Finding Bargains in Battered Banks

The credit crunch won't last forever, and, for now, some players are paying handsome dividends

The bad news in banking keeps coming: Writedowns are piling up, and recession talk continues. But digging through the mortgage mess may prove fruitful. Says Chris Fortune, a T. Rowe Price (TROW) analyst: "Investors are going to want to buy at the darkest days."

Given all the uncertainty, it pays to play it safe. Investors should look for established financial companies that offer a nice dividend. With so many stocks in the dumps, it's not hard to find payouts of 7% to 9%. The key is making sure those dividends won't disappear. For example, Wall Street is worried that Citigroup (C) may cut its dividend in light of its huge losses.

First Horizon's dividend (FHN) isn't in peril, says Fortune. The regional bank's earnings are in a slump. But investors, who are collecting a 9.2% yield, get paid to wait for a turnaround. It's the same story with Fifth Third Bancorp (FITB) at 6.3%. With a new management team, it's poised for growth. Bank of America's (BAC) 5.8% payout looks solid, too, especially considering earnings should rise 30% to 35% next year, says Georges Yared, chief investment strategist for Yared Investment Research.

A different way to brave the battered sector: mutual funds. On average, financial sector funds are off 13% over nearly a year. But T. Rowe Price Financial Services (PRISX) has fared better than most, falling 8.3%. And with more than 80 stocks, the portfolio won't stumble much if one stock blows up. Manager Jeff Arricale has found some good deals in this environment, recently adding to his stake in insurer AIG (AIG) and picking up JPMorgan Chase (JPM).

Davis Financial Fund is another standout, down just 4.7%. Manager Kenneth Feinberg's top performer: China Life Insurance (LFC), which is up more than 50% over the past 12 months. "These funds are doing well because they have stayed diversified," says Andrew Gunter, a mutual fund analyst for research firm Morningstar (MORN).

More intrepid investors may want to consider the stocks of lenders at the center of the subprime storm. Bargain hunters like embattled Countrywide Financial (CFC), which is off 74% since July.
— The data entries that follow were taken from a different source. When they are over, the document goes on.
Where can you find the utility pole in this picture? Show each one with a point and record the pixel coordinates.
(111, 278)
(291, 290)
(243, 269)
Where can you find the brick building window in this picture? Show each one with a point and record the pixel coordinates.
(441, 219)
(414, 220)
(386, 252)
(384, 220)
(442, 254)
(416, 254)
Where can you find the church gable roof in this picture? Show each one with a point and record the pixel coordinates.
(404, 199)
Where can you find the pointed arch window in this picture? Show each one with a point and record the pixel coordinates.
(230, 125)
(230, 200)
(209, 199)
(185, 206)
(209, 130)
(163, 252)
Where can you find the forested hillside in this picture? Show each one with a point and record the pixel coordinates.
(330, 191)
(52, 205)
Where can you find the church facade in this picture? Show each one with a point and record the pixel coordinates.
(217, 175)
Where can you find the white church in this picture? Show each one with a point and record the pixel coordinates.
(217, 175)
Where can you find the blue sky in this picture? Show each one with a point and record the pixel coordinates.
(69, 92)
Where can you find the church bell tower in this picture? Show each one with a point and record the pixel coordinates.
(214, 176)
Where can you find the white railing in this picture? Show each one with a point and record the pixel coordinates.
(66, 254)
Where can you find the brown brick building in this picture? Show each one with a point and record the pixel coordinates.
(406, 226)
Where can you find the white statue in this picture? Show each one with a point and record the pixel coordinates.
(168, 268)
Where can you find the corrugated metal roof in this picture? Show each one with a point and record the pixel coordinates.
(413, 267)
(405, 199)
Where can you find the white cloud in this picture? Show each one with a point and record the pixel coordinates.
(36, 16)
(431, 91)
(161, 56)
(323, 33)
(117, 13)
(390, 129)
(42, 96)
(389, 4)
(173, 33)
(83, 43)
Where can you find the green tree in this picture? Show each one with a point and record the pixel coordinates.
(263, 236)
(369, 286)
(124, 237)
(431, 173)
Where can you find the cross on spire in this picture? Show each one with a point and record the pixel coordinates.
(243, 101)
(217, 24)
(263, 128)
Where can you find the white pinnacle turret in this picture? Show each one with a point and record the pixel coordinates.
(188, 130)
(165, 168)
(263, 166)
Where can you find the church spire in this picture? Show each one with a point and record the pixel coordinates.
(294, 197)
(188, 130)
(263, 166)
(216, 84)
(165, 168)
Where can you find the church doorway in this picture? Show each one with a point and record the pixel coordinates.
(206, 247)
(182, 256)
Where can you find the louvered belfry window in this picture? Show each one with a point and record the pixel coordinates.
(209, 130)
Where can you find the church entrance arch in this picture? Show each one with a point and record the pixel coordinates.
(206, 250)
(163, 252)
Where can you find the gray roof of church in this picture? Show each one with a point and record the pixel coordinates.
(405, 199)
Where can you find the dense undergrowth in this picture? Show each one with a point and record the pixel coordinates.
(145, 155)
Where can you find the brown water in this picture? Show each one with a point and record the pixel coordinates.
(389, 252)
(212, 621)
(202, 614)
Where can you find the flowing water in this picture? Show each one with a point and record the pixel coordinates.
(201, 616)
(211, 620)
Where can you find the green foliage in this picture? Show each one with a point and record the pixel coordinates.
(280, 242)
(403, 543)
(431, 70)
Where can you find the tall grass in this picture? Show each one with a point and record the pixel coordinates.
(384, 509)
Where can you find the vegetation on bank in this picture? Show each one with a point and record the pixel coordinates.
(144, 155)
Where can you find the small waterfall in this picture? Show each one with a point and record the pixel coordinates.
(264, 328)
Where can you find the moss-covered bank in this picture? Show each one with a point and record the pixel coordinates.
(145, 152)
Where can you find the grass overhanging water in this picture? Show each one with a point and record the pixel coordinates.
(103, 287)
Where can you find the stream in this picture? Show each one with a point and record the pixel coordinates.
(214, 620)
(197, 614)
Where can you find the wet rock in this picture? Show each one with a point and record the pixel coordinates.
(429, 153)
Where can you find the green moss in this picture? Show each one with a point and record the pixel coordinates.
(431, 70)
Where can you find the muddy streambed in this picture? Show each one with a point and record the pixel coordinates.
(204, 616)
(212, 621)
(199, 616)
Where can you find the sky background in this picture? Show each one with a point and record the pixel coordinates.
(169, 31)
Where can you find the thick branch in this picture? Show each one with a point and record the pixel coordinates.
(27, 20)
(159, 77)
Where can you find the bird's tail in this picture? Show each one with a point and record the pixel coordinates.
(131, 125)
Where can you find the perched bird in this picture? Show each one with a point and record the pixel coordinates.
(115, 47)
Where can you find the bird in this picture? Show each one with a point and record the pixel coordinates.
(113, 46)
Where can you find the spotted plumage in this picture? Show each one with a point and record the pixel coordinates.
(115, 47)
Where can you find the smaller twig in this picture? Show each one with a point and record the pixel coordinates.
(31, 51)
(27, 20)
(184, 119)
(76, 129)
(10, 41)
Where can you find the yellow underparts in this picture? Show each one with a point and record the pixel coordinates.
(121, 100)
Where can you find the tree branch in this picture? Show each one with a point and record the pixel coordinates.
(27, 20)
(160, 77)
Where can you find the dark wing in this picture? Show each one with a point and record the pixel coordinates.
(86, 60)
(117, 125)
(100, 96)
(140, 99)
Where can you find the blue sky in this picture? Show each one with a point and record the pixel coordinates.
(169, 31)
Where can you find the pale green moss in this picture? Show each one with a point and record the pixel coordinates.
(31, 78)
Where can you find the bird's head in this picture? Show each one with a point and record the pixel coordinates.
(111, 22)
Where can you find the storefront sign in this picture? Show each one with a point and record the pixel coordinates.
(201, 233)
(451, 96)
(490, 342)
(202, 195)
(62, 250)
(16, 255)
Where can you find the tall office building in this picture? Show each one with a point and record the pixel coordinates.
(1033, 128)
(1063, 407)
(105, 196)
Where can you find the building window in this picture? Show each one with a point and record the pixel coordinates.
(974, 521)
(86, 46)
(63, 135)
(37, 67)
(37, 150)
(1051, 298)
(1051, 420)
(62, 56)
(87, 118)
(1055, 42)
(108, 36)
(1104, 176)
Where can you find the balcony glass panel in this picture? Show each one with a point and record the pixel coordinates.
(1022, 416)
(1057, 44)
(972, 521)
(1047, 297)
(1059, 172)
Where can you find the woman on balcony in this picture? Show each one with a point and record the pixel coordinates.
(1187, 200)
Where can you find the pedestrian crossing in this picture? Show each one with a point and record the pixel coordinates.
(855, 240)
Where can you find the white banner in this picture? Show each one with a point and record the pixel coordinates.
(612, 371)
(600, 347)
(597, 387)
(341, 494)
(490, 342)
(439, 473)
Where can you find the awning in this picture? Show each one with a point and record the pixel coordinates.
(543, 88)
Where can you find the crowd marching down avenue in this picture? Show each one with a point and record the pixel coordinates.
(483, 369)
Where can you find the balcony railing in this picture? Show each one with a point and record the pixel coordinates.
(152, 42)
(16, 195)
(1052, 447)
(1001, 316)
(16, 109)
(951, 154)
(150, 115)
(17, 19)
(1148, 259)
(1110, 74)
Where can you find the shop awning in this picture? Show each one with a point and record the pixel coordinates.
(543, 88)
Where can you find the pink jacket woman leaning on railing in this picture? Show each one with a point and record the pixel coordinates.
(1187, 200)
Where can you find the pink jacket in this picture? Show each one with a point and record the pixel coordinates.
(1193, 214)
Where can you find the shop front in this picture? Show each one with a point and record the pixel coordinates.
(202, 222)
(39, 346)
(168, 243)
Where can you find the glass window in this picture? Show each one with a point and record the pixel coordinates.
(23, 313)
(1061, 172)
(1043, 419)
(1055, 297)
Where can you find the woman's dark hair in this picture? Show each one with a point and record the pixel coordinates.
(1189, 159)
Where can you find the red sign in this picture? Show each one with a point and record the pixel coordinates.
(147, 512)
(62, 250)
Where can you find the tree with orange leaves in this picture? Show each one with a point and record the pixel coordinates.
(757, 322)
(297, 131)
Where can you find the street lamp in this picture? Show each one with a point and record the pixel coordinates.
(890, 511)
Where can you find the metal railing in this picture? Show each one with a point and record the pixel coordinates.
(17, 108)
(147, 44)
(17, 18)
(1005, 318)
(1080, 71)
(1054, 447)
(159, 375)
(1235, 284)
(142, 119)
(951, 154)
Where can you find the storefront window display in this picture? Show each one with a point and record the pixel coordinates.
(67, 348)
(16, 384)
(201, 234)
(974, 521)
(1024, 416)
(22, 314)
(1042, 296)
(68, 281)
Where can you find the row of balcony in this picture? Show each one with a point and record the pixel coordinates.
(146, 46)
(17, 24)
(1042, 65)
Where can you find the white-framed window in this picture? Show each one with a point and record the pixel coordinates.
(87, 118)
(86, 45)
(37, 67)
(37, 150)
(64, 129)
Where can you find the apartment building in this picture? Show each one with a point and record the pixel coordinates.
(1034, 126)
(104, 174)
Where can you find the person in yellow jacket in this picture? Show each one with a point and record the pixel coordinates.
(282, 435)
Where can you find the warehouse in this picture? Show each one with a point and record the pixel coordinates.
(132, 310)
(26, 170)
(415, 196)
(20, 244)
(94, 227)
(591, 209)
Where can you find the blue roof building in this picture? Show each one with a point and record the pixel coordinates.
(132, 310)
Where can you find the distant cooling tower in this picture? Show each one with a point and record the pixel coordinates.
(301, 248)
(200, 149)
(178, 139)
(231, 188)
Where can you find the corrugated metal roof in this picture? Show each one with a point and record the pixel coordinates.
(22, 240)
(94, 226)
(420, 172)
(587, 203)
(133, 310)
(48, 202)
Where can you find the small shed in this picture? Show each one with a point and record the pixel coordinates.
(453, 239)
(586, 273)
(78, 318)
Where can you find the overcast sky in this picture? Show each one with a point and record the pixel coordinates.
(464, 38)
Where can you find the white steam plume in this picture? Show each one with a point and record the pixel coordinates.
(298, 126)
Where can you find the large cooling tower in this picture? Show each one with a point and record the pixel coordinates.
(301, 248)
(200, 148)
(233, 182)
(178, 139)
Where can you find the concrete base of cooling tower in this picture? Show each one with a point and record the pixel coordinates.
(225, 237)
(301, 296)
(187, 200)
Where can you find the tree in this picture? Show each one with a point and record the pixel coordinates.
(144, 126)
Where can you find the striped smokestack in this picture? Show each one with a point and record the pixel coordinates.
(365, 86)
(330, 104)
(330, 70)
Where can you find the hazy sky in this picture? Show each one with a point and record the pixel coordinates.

At a recent market value of $5.4 billion, the nation's No. 1 lender trades at a 60% discount to its book value—a sign the stock may be a good buy. "Stocks are getting sold regardless of valuation," says T. Rowe's Fortune. "Countrywide won't stay at this price for long."

Wells Fargo (WFC), KeyCorp (KEY), and SunTrust (STI) also have taken a beating. With conservative lending models and strong management teams, says David Ellison, president of asset manager FBR Funds, the companies will be long-term winners. "These stocks will hold up the best through 2008," says Ellison.

If history is any indication, the payoff could be huge. In 1990, the last major downturn in the sector, financials fell 13% amid a recession. But the sector quickly rebounded the next year, returning 40%. Says Tobias Levkovich, a Citigroup analyst: "There is a tendency to wait, but you will get the best purchase price when no one else wants to buy a stock."